The hotel stonework was arthritic. Bits of it crumpled down into the street. The hallway carpet had cigarette marks on it. Soap operas rang out from neighbouring rooms. In the back of the hotel there was a pool of water in a blue tarp that hung above the patio. The mosquitoes gathered in the tarp as if in communion. At dusk they would enter my room, even through the smoke of a mosquito coil. I swatted them with a towel, leaving marks on the wall, along with thousands of others from previous tenants. Even the ceiling was splattered, a collage of red spots. A cleaning lady came in early one morning, when I was sleeping late. Hipheavy in her uniform. She looked up at the wall, counting the fresh stains. ‘Te la pasaste matando moscos anoche, verdad?’ she said to me. You spent the whole night killing mosquitoes, true? A fat brown finger wagged in the air and she laughed. She came over to my bed and ruffled my hair, ran her fingers along my cheek, and for a moment I thought she was going to climb in beside me. Instead she dipped her cloth in a bucket and wiped a few of the marks on the wall away, said she’d be back later to make the bed. I went down the corridor to the broken urinal down the hall, where the water was constantly flushing, wet my bandana in the sink and came back to the room to wipe the spots off, but fell asleep in the heat instead.

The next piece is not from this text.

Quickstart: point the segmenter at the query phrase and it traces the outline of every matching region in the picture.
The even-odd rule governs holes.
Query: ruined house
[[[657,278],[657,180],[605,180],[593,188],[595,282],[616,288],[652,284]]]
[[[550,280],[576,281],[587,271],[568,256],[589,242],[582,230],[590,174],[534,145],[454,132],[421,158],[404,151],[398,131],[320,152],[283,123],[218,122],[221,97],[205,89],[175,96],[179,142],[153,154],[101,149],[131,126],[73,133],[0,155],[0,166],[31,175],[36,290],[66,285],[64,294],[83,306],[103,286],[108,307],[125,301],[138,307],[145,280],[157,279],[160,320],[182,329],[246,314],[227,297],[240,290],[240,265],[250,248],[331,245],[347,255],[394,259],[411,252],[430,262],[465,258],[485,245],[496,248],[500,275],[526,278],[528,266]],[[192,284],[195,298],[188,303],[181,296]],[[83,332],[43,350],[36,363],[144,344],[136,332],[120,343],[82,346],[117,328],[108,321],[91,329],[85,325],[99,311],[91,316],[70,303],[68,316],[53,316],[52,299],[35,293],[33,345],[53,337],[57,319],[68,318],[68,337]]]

Graffiti rolled in red on the courthouse walls. Policemen, chameleons in the shadows, flicked in and out between the scrawls. Old men sat outside the cantinas, gesturing. A labyrinth of laneways ran outwards towards a brand-new shopping centre. I pulled back the curtains and stuck my head out, felt a slight breeze. A young man sat on the hotel steps, a ghetto-blaster perched on his knees, heavy-metal music pumping out. Within the music, grackles in the trees exclaimed in high pitches, let their droppings down on to the streets. I kept a large knife handy in the side of my backpack, just in case. I had heard things about Mexico — foreigners robbed, dumped in prison, bellies stuffed with a steel blade, people fucked over into a roadside ditch, left to the turkey vultures who made those great hungry spirals above the world. I fingered the steel blade, put it in my waistband, decided against it, walked out into my parents’ old town.
Nobody disturbed me. Maybe it was my dark skin and hair, inherited from Mam, but I don’t think so. The town was quiet among strangers and sunsets, and settlings of dust.
A boy with a violin busked in a plaza full of red flowerpots and a bordello-sweep of litter. The song was raucous and stripped bare, a sound that could have belonged to a forest animal. An elderly woman and her husband — he was wasting away handsomely in a collarless shirt — came and stood beside me on the curb as I listened. The man took his wife’s arm in the crook of his and danced. She kept her hands tentative at the sleeve of his shirt, but they laughed as they went down off the curb and in between two parked pick-up trucks. His feet were slow, his body creaking. Holes opened and closed in the toes of his shoes, two brown sieves showing calloused toes. He put his head near his wife’s shoulder, smiled, moved his dentures up and down in his mouth. She reached up and touched her lips against the stubble on his cheek, kissed his ear, danced on. I tried to imagine my parents once doing the same dance, couldn’t.